Quel est le taux d’occupation de ces lits ?

On a deux cas graves, un à Fann et à un à Principal.

L’Ecole polytechnique de Thiès a conçu un prototype de respirateur artificiel et demande des moyens pour une production industrielle. Le ministère est-il intéressé ?

Je les remercie en passant. L’épidémie a réveillé l’innovation chez beaucoup de gens et le Sénégal n’a pas été en reste. On a vu les respirateurs artificiels, les robots… Tout cela peut être utilisé après le Covid-19. Dans le domaine du matériel médical, il y a un ensemble de processus de validations et de certifications. Je pense que c’est un début, le ministère de la Santé va accompagner ces étudiants si on doit arriver à une validation comme avec les masques. C’est quelque chose que le ministère suit avec beaucoup d’attention.

Même si la riposte de l’Etat contre le Coronavirus s’est faite très vite, le système de santé s’est quand même techniquement laissé surprendre. Qu’a-t-on appris de ces moments d’urgence ?

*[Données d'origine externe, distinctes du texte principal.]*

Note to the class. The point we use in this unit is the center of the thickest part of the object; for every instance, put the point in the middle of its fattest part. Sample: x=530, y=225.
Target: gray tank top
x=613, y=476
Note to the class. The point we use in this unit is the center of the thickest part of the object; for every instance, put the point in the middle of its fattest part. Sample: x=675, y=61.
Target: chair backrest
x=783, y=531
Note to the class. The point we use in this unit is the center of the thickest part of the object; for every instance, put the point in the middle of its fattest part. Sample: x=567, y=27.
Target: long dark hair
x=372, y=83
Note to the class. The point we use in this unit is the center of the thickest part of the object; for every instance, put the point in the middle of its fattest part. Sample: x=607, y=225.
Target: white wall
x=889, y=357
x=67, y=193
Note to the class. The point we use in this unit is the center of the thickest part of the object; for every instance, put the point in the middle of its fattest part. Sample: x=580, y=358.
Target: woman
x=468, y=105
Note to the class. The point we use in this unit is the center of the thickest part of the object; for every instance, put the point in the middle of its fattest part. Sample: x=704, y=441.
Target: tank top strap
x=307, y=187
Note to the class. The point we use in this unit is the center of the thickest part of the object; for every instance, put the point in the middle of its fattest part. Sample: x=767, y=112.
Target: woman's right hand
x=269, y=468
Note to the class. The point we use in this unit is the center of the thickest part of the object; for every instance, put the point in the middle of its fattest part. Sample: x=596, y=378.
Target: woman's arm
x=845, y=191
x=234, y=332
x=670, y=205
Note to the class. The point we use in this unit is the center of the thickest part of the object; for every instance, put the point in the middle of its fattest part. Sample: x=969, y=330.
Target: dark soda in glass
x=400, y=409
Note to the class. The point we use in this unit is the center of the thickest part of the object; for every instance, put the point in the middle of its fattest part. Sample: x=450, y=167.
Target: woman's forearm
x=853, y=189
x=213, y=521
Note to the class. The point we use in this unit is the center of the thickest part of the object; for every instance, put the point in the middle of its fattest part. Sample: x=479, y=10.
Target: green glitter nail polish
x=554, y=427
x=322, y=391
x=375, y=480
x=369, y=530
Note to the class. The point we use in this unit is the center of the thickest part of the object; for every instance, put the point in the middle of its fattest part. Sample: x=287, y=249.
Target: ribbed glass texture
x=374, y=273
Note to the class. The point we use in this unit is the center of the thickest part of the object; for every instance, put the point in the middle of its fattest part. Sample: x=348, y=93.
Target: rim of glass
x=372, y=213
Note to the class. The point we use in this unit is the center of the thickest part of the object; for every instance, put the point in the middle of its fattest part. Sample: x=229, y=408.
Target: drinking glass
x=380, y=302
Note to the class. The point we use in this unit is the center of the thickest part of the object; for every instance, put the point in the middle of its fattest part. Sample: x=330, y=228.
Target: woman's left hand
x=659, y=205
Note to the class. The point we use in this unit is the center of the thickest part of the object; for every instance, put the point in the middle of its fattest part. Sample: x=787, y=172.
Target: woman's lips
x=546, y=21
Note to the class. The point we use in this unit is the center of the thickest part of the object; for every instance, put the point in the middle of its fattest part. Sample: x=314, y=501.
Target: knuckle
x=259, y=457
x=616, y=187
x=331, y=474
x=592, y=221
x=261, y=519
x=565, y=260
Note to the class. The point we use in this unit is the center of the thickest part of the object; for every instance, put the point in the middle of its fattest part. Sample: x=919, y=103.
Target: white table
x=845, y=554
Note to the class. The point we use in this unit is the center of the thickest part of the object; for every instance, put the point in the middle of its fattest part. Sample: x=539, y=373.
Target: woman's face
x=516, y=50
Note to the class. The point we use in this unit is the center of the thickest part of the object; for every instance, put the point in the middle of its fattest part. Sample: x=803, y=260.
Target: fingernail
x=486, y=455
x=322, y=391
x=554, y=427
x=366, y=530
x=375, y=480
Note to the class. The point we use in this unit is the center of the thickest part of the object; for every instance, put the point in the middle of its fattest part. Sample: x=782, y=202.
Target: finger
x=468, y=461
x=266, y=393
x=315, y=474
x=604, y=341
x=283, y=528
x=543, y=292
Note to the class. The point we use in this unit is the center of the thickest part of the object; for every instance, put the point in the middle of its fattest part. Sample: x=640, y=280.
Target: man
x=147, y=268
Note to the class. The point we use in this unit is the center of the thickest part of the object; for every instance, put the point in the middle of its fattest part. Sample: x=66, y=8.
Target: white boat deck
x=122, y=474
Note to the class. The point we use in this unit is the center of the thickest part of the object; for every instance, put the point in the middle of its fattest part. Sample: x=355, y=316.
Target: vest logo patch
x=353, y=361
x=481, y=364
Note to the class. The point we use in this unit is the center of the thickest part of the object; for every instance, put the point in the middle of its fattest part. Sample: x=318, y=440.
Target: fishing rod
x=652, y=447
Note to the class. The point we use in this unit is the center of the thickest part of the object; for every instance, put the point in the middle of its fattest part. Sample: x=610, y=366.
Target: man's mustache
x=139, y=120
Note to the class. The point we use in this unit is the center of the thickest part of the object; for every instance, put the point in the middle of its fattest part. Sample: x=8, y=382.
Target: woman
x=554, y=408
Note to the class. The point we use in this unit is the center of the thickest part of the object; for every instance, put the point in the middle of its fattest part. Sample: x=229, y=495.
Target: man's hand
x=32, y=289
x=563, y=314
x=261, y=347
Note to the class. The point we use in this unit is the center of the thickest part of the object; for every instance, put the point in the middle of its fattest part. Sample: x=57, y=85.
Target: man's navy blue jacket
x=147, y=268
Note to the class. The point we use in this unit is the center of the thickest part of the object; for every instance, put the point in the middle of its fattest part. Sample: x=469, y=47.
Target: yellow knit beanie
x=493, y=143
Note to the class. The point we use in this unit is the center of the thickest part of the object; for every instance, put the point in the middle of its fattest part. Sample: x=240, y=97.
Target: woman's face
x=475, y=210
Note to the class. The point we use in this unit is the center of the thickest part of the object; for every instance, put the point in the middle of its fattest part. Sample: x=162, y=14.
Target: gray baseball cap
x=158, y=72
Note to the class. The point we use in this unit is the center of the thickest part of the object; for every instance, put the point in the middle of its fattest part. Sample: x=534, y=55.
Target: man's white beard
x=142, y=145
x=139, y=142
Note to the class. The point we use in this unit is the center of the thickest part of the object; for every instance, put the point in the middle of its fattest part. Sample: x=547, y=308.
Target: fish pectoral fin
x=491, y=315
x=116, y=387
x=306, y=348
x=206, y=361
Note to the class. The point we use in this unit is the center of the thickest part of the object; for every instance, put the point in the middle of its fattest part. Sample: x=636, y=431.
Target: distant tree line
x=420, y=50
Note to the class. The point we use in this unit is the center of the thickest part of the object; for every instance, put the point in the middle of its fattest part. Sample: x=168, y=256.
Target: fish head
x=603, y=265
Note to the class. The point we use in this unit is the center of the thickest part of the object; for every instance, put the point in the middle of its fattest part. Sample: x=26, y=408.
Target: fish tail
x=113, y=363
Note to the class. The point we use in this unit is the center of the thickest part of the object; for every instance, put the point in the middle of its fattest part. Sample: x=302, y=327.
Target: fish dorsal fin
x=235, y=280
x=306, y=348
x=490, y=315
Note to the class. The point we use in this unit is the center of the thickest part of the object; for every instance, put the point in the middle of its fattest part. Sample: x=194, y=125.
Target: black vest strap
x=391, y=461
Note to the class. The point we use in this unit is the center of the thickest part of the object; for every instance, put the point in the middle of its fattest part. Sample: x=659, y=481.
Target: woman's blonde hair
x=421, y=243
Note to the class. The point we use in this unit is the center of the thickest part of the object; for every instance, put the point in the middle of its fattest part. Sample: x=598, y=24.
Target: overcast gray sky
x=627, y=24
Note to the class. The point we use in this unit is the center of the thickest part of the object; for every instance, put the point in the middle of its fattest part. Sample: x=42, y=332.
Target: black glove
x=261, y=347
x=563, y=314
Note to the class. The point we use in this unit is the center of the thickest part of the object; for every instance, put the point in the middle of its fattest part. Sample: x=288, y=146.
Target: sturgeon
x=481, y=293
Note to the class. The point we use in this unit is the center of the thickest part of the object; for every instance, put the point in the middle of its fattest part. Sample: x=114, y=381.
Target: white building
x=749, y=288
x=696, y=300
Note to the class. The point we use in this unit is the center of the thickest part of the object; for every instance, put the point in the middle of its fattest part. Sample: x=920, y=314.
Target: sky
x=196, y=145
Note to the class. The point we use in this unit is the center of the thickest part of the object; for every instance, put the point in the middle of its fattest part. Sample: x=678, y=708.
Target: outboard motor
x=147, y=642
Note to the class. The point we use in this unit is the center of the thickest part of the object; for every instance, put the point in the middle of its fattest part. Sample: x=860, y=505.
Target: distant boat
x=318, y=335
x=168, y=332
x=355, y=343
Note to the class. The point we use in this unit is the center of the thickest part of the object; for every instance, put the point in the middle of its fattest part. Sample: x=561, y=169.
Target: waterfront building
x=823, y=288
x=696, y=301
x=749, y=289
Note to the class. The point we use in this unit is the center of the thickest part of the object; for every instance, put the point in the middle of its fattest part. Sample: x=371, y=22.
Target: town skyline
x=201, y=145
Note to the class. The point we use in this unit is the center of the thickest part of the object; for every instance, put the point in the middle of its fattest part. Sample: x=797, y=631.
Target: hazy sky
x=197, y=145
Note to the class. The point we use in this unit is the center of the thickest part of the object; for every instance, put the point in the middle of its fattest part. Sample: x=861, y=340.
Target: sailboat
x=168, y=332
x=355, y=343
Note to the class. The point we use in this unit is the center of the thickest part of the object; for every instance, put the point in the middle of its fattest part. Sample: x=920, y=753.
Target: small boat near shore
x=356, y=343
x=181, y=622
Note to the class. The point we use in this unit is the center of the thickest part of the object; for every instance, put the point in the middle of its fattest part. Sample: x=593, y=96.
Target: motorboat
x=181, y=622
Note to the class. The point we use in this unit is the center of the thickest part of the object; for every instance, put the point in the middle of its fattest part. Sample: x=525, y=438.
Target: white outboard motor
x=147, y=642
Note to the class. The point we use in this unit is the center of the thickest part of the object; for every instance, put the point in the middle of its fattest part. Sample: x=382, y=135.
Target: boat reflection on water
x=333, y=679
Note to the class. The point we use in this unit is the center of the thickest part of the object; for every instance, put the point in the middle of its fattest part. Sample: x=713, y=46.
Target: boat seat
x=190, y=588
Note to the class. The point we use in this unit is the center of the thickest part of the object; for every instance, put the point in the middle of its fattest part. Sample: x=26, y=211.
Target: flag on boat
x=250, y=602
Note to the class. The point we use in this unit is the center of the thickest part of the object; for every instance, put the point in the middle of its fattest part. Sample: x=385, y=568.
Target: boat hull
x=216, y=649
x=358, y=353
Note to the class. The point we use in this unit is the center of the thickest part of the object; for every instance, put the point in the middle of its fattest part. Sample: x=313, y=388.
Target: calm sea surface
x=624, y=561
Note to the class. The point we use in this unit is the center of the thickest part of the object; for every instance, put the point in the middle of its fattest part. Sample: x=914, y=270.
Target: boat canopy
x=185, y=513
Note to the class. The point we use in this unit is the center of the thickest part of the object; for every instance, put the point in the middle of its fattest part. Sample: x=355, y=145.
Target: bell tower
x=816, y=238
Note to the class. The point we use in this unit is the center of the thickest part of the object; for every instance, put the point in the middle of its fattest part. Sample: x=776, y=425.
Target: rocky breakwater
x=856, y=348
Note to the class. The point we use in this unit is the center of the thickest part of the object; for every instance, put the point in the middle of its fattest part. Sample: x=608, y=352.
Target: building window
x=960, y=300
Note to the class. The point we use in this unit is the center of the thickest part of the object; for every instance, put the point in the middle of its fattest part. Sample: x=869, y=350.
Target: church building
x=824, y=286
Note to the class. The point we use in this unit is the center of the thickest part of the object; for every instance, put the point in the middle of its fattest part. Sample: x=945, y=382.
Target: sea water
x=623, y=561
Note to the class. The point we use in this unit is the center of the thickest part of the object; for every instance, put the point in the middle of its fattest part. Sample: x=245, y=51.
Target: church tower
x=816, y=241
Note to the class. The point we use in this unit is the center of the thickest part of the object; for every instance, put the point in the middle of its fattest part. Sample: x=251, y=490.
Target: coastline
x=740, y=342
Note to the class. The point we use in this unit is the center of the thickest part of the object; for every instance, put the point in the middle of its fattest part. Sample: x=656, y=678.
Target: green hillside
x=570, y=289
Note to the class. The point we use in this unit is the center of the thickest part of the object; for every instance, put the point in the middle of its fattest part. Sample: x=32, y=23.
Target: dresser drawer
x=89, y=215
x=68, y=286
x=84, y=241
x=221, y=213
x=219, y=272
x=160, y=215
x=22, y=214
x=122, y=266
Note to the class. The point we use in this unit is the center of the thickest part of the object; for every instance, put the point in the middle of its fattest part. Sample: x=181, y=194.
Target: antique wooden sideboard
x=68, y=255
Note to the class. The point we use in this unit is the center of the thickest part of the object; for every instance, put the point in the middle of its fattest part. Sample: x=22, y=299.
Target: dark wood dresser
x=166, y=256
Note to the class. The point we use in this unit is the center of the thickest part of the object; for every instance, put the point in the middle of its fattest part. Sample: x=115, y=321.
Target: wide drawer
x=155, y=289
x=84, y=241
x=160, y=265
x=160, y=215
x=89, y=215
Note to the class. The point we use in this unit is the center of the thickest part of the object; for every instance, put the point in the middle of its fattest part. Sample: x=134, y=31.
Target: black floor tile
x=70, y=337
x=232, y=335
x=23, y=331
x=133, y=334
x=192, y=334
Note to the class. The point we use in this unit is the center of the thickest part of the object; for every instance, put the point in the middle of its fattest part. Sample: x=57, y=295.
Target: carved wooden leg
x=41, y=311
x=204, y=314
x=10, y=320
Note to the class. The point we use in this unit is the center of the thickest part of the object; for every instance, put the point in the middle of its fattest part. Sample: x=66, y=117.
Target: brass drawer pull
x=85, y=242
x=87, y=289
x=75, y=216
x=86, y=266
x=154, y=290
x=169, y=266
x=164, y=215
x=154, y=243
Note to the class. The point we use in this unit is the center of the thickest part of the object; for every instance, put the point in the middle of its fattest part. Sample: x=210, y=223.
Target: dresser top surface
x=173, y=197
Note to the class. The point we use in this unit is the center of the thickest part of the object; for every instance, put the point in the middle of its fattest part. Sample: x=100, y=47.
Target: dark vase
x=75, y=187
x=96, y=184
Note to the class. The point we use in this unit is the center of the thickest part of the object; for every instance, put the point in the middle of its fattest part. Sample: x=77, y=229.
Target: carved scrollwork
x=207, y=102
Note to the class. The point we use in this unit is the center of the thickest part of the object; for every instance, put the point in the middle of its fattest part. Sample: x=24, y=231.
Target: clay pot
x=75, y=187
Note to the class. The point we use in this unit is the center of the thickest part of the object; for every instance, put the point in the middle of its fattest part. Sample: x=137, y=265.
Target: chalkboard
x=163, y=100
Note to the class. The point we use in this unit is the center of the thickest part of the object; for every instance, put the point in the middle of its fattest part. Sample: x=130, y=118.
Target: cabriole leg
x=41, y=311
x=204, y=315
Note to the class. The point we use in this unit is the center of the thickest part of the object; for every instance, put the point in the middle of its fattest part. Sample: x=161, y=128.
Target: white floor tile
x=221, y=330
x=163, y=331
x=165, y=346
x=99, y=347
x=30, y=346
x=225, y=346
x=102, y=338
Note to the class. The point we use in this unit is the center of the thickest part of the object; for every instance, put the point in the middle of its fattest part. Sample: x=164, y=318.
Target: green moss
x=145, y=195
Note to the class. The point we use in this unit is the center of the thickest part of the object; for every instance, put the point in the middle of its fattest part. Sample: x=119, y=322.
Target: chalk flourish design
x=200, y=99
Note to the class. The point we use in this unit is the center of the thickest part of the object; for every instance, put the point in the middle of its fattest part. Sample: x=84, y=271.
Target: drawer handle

Le ministère n’a pas attendu l’épidémie pour travailler au relèvement du plateau technique. Nous sommes en train de construire 4 nouveaux hôpitaux en même temps. Un hôpital de 300 lits à Touba et 3 hôpitaux de 150 lits à Kaffrine, Sédhiou et Kédougou pour un montant global de 95 milliards de FCfa. D’ici fin décembre, ils seront livrés. C’est pour vous dire qu’il y a des efforts. Equipements, ressources humaines, infrastructures, tout est mis en œuvre dans ces projets pour rendre les hôpitaux opérationnels dès réception. Deuxième projet phare, c’est le Centre national d’Oncologie, un projet de plus de 43 milliards de FCfa. Les études sont terminées et l’Etat du Sénégal devrait poser la première pierre en décembre à Diamniadio.